O nome do ex-diretor Roberto Dias já tinha sido apontado pelo servidor do ministério Luís Ricardo Fernandes Miranda, irmão do deputado Luis Miranda (DEM-DF), como um dos integrantes do governo que lhe pressionaram para agilizar a aprovação do contrato de compra da vacina indiana Covaxin, também alvo de suspeita de corrupção.
Nomeado para o cargo de diretor do Departamento de Logística do Ministério da Saúde em 2019, Roberto Dias é apontado como indicação política do líder do governo na Câmara, Ricardo Barros (PP-PR). Na época, o ministro da Saúde era Luiz Henrique Mandetta.
Barros nega indicação, e AstraZeneca diz que não opera com intermediário
Barros negou por diversas vezes que tenha indicado Roberto Dias. "Reitero que a nomeação de Roberto Ferreira Dias no Ministério da Saúde ocorreu no início da atual gestão presidencial, em 2019, quando eu não estava alinhado ao governo. Repito a informação que já disse à imprensa: não é minha indicação. Desconheço totalmente a denúncia da Davati", disse Barros após a nova denúncia.
Em entrevista à GloboNews, Roberto Dias negou que tenha cobrado propina na negociação de vacinas.
Em nota, a AstraZeneca informou que não opera com intermediários. A farmacêutica afirmou que todas as doses de vacina do laboratório estão disponíveis por meio de acordos firmados com governos e organizações multilaterais, como o consórcio internacional Covax Facility.
Já a Davati, sediada nos EUA, confirmou que um de seus representantes no Brasil pediu ajuda na compra de vacinas, mas que a proposta enviada ao governo não foi respondida.
Pressão sobre o governo aumenta
A nova suspeita de corrupção sobre as negociações de vacinas já entrou no radar da CPI da Covid.

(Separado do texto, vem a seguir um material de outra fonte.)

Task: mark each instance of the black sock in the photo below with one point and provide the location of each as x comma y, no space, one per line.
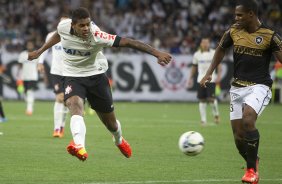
252,143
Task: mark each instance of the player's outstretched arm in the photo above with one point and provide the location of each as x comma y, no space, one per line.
163,57
217,58
52,41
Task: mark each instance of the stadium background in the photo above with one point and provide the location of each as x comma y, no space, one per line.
172,25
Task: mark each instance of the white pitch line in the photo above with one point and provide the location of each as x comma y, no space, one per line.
182,181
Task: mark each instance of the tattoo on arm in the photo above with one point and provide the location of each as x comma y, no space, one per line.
135,44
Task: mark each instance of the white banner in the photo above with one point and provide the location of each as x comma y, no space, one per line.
141,78
135,77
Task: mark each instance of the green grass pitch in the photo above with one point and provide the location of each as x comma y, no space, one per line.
30,155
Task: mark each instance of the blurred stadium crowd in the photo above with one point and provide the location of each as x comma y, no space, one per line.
172,25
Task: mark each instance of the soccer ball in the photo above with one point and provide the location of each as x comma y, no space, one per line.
191,143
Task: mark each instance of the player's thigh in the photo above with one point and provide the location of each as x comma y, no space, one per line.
259,98
74,86
57,83
238,128
211,90
30,85
99,94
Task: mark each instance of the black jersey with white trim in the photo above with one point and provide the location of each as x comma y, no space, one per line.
252,52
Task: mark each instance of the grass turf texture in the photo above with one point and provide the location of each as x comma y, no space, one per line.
29,154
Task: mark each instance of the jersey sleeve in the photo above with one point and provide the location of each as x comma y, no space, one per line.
44,54
276,43
226,40
23,57
102,38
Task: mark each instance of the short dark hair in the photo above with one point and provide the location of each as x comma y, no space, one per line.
79,13
248,5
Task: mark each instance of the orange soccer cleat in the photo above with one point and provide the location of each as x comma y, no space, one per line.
250,177
56,133
125,148
77,150
62,131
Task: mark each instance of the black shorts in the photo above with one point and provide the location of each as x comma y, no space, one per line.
95,88
208,92
30,85
57,83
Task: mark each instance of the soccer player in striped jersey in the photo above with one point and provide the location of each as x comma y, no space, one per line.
84,71
56,71
201,61
28,73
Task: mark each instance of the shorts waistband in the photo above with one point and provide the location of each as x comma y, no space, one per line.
241,83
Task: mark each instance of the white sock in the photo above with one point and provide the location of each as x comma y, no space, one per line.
29,100
117,134
78,129
215,110
58,115
65,112
203,113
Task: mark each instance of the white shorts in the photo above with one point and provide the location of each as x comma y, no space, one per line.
256,96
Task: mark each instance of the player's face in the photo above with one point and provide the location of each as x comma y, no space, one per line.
82,27
242,17
30,46
205,44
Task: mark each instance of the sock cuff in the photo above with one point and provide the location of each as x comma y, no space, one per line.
252,135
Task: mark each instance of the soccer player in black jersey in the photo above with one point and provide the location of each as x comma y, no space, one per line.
253,45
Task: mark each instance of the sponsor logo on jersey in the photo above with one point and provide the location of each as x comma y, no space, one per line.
68,89
104,35
259,39
77,52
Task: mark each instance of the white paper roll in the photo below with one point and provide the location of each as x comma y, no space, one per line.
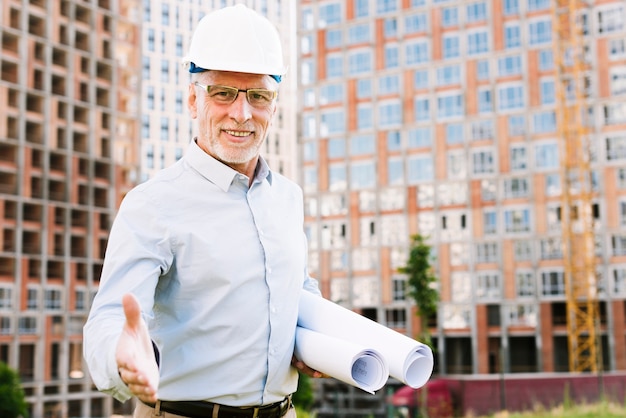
349,362
409,360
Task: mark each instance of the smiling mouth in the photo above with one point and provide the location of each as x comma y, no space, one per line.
240,134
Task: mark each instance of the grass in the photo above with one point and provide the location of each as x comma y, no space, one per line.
603,409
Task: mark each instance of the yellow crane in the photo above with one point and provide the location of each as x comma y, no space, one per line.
577,215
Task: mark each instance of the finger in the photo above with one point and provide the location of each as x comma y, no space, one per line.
132,310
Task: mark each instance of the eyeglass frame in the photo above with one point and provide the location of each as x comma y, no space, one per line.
207,88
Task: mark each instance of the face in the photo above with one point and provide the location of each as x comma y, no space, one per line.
232,133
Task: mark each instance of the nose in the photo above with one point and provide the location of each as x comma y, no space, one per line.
240,110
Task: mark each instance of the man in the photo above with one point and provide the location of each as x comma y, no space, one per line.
197,306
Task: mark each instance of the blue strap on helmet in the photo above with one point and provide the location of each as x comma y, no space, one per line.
193,68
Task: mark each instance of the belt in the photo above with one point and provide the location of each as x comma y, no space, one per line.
201,409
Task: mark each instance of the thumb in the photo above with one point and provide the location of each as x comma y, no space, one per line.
132,311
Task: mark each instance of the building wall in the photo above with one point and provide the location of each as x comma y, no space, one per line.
68,150
439,118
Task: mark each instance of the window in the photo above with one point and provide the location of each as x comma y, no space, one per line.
516,188
334,39
415,23
614,113
538,5
420,168
360,62
618,80
392,56
552,283
488,190
546,155
488,286
483,162
420,79
334,66
332,122
450,105
394,141
619,280
524,284
454,133
336,148
331,93
386,6
422,109
448,75
611,19
395,171
546,60
511,7
516,125
361,8
510,97
364,117
362,145
6,298
482,70
419,137
391,27
359,34
540,32
511,65
512,36
476,12
490,222
417,53
516,220
389,114
449,17
364,88
477,42
518,157
457,165
487,252
451,46
329,14
544,122
389,84
362,175
546,91
522,250
485,101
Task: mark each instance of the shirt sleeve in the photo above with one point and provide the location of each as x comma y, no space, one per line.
137,253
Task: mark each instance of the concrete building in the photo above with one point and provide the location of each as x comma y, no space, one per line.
438,117
69,129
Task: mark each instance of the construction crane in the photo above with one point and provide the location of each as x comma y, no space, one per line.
577,215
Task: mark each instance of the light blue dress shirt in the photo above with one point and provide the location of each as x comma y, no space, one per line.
217,267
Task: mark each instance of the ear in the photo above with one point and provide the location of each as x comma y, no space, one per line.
192,102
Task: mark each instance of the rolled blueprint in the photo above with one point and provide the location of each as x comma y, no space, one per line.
349,362
409,360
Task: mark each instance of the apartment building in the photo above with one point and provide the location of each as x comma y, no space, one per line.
439,117
69,129
166,127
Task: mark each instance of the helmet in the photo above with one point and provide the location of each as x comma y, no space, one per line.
236,38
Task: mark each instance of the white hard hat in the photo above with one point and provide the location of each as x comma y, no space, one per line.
236,38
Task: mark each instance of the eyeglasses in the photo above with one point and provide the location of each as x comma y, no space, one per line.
259,98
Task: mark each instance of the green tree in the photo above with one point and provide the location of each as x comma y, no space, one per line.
303,397
12,401
421,287
421,284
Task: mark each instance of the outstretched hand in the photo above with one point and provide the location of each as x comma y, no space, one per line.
135,357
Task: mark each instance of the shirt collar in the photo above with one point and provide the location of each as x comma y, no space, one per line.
219,173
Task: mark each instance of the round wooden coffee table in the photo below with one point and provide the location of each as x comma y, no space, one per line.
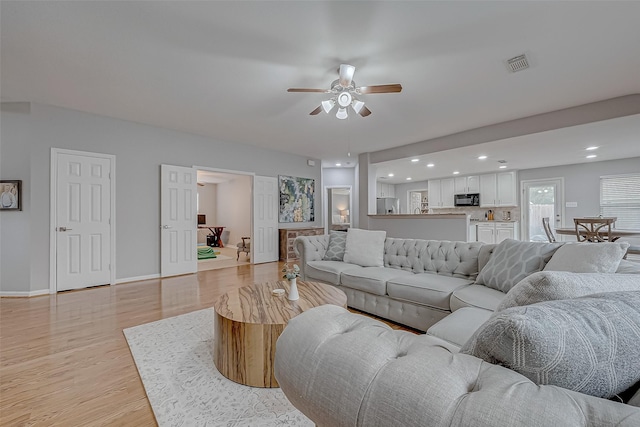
249,320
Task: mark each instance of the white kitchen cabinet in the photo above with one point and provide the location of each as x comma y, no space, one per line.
498,189
496,232
504,231
486,233
385,190
473,233
441,193
507,189
434,196
466,184
488,190
446,192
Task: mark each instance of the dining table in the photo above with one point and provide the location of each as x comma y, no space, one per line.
616,233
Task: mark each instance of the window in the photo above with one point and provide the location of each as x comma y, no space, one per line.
620,197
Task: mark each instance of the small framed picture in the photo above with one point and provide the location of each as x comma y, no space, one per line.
10,195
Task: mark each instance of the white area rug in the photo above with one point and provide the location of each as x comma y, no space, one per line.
175,361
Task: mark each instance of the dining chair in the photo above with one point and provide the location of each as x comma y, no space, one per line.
547,229
593,229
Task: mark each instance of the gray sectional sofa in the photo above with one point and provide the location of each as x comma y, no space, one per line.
421,282
504,346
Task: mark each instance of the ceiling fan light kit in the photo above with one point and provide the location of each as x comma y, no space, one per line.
344,90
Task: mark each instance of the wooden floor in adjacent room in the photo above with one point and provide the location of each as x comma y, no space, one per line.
64,358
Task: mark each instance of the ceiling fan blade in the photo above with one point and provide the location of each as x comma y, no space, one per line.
316,111
346,74
294,89
393,88
364,112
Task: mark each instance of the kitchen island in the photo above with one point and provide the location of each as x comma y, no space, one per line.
454,227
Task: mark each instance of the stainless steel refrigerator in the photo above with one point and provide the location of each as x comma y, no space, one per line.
387,206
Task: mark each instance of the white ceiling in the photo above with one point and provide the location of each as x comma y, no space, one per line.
221,69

Em sessão desta quarta-feira, a CPI aprovou requerimentos para ouvir Ricardo Barros, Roberto Dias e Luiz Paulo Dominguetti Pereira, dentre outras pessoas.
Desde a semana passada, quando o servidor do Ministério da Saúde Luís Ricardo Fernandes Miranda e o seu irmão, o deputado Luís Miranda (DEM-DF), afirmaram publicamente ter alertado o presidente Jair Bolsonaro sobre as suspeitas de irregularidades no contrato da Covaxin, o foco do colegiado passou a ser os possíveis casos de corrupção na compra de imunizantes.
Momentos antes da nova denúncia de corrupção envolvendo a AstraZeneca vir à tona, o ministro da Saúde, Marcelo Queiroga, confirmou que o contrato de R$ 1,6 bilhão da Covaxin seria suspenso. Segundo Queiroga, a suspensão aconteceria por orientação da Controladoria-Geral da União (CGU) “para que análises mais aprofundadas sejam feitas”.
O caso Covaxin já rendeu um pedido de abertura de inquérito contra o presidente Jair Bolsonaro no Supremo Tribunal Federal (STF), a pedido de senadores. A relatora do caso é a ministra Rosa Weber, que remeteu o caso para investigação da Procuradoria Geral da República (PGR) – a quem cabe investigar o presidente.
Contudo, a PGR pediu que Rosa Weber paralise o caso e só volte a deliberar após a conclusão dos trabalhos pela CPI da Covid. A manifestação, assinada pelo vice-procurador-geral da República Humberto Jacques de Medeiros, argumenta que não devem haver investigações concorrentes e que a apuração feita pelos senadores tramita "com excelência".
A PGR também diz que não seria possível apresentar imediatamente uma denúncia contra Bolsonaro antes mesmo da abertura de inquérito, como solicitaram os senadores.